Access management: Identity and Access Management (IAM) roles are used for encrypt/decrypt permissions based on policies of \ least privilege access to data.
Cryptography details:
https://docs.aws.amazon.com/kms/latest/cryptographic-details/intro.html
IV, Assessments and Certifications
SOC 2
The Couch currently uses Type II SOC 2 certified database technology as part of its system to properly protect PHI stored in the database. Although we are not able to provide that report to you we commit to that fact that we only use properly secured databases in our system design.
HIPAA Certified Systems
The Couch currently uses HIPAA certified technology as part of its system to properly protect PHI as it is processed through the system specifically as it relates to prescriptions.
Penetration Testing
In addition to using SOC II and HIPAA certified technology to support the system, the Couch implements private penetration testing with the system development lifecycle specifically when there is a major change to the design of the system.
If you have a request for additional certification information, please\ email your request to: info@thecouch.com
V. Risk Management
Risk Management
The Couch implements a risk management process designed to identify, assess, and prioritize security risks with the aim of minimizing, monitoring, and mitigating risks based on priority.
Risk Management Process and Methodology:
The Couch security team conducts a risk review of all business assets, processes and services (external and internal) at least annually in a series of meetings with key stakeholders and business owners.
In addition to annual reviews, a risk review is also conducted whenever a major physical, environmental, personnel-related, regulatory, or technological change is undertaken.

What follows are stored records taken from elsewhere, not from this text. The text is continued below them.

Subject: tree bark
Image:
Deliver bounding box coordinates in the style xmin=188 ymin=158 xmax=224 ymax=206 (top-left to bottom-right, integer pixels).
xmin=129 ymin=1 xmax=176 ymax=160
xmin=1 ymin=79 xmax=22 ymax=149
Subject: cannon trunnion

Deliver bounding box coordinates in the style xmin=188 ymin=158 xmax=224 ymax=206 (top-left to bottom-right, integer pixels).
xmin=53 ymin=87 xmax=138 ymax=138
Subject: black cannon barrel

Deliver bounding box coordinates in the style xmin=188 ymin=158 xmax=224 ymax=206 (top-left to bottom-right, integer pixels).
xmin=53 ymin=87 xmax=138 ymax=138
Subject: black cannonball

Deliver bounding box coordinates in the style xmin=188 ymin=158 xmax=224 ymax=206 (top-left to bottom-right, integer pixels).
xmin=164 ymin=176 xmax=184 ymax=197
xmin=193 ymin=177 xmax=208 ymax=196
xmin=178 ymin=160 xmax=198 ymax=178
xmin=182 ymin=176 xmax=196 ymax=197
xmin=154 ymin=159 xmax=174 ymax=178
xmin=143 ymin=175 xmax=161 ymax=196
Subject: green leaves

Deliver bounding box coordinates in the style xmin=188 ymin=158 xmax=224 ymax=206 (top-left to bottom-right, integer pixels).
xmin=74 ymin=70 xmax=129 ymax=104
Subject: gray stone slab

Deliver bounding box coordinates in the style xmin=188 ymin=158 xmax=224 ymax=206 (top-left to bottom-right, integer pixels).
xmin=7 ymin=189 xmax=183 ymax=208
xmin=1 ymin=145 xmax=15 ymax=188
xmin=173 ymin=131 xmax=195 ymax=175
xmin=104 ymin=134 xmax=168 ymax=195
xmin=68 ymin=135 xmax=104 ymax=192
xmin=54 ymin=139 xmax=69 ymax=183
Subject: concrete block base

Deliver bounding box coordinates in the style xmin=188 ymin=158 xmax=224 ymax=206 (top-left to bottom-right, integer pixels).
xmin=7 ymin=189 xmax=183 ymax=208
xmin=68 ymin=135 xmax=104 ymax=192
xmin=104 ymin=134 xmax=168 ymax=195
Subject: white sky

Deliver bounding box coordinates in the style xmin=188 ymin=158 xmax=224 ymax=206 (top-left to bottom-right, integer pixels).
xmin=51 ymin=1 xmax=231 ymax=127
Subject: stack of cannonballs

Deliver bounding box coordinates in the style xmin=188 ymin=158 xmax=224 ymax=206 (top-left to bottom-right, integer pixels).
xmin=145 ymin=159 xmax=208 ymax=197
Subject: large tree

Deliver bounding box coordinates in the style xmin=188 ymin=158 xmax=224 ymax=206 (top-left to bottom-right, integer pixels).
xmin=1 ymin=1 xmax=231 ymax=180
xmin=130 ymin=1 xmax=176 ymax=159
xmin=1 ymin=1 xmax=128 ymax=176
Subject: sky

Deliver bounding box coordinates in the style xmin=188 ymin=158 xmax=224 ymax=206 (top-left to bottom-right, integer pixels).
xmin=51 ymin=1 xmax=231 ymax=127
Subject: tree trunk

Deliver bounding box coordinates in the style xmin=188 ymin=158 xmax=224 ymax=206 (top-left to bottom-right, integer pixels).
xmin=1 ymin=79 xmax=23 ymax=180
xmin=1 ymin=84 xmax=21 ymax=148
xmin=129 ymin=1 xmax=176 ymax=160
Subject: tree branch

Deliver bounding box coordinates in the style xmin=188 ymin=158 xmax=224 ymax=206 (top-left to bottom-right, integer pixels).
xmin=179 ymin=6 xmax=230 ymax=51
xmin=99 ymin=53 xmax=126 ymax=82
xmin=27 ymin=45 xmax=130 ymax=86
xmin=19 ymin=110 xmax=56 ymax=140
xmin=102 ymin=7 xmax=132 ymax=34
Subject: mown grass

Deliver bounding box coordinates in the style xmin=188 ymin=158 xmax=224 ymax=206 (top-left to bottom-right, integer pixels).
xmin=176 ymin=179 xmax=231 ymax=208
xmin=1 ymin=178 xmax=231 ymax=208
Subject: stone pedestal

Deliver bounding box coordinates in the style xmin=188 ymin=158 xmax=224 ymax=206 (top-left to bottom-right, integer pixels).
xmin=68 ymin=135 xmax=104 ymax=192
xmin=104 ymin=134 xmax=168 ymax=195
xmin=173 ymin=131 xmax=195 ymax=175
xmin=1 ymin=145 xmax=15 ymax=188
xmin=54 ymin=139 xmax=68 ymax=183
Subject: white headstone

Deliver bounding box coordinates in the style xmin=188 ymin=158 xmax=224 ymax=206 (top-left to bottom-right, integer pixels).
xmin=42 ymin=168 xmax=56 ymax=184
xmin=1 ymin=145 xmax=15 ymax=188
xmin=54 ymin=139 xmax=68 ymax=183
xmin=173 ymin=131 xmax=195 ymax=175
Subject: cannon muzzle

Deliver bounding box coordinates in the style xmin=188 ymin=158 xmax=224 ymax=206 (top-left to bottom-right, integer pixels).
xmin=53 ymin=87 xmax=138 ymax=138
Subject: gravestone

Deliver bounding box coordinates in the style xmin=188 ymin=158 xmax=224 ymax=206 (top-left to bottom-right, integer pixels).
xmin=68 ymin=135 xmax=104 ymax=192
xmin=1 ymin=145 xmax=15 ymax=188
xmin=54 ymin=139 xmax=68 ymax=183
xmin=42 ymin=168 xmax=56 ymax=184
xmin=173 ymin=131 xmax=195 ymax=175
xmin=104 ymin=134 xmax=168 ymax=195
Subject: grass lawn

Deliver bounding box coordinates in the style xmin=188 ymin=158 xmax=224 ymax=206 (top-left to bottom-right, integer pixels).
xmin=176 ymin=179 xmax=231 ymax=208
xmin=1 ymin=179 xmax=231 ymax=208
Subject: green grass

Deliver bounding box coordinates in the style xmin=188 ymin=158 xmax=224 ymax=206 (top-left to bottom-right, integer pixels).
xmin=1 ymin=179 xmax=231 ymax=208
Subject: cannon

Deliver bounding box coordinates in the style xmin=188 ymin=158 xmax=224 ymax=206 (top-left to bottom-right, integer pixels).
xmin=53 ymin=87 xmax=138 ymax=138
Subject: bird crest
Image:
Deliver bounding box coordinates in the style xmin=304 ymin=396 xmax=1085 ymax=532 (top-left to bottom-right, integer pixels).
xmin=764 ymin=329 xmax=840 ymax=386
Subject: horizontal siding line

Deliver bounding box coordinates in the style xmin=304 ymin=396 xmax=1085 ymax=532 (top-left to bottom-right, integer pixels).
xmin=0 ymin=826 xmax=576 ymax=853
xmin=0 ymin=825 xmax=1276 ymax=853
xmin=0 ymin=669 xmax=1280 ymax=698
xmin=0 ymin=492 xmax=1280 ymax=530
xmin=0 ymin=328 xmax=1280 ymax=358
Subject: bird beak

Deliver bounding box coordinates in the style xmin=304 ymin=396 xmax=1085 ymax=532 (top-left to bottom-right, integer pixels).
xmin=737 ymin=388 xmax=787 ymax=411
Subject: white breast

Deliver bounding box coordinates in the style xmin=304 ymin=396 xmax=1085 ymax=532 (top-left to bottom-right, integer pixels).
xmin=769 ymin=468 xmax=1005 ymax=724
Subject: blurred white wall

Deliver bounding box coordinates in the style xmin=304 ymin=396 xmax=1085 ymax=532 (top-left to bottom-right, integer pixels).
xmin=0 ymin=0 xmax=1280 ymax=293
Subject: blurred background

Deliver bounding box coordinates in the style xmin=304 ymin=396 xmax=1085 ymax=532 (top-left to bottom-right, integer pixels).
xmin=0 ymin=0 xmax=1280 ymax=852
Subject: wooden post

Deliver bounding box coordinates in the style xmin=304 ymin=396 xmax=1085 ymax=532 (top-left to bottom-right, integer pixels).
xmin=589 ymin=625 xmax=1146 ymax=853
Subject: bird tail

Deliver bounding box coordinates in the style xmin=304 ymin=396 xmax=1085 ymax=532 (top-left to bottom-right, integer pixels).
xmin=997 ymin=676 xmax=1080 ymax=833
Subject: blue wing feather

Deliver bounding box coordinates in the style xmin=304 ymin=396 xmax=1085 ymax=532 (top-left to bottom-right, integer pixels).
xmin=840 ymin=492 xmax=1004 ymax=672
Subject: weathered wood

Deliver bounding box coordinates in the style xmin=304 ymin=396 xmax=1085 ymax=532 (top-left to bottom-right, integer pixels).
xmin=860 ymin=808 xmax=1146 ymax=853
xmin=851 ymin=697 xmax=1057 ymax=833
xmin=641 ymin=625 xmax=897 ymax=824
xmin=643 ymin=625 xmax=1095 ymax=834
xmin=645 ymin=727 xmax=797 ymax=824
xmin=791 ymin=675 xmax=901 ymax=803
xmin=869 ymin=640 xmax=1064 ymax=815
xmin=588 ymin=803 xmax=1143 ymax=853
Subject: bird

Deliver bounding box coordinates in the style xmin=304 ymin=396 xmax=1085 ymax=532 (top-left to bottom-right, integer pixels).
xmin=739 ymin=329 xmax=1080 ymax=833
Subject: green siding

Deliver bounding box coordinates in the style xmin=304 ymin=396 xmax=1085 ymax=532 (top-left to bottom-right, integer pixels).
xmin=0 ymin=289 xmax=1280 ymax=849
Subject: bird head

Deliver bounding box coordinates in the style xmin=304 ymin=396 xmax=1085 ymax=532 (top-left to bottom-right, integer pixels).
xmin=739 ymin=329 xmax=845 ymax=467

Third-party Risk Management
The Couch requires all technology companies with integrations or access to customer or company confidential data to complete an assessment and execute a Data Processing Agreement as part of the onboarding and contract renewal process.
Incident Response Policy
The Couch established an incident management policy, which defines the individuals responsible for responding to a security incident, the responsibilities of those individuals during each phase of the incident response process – detection, analysis, containment, eradication, recovery, and post-incident activities, communication channels, escalation procedures, and procedures to record and track evidence during the incident investigation process.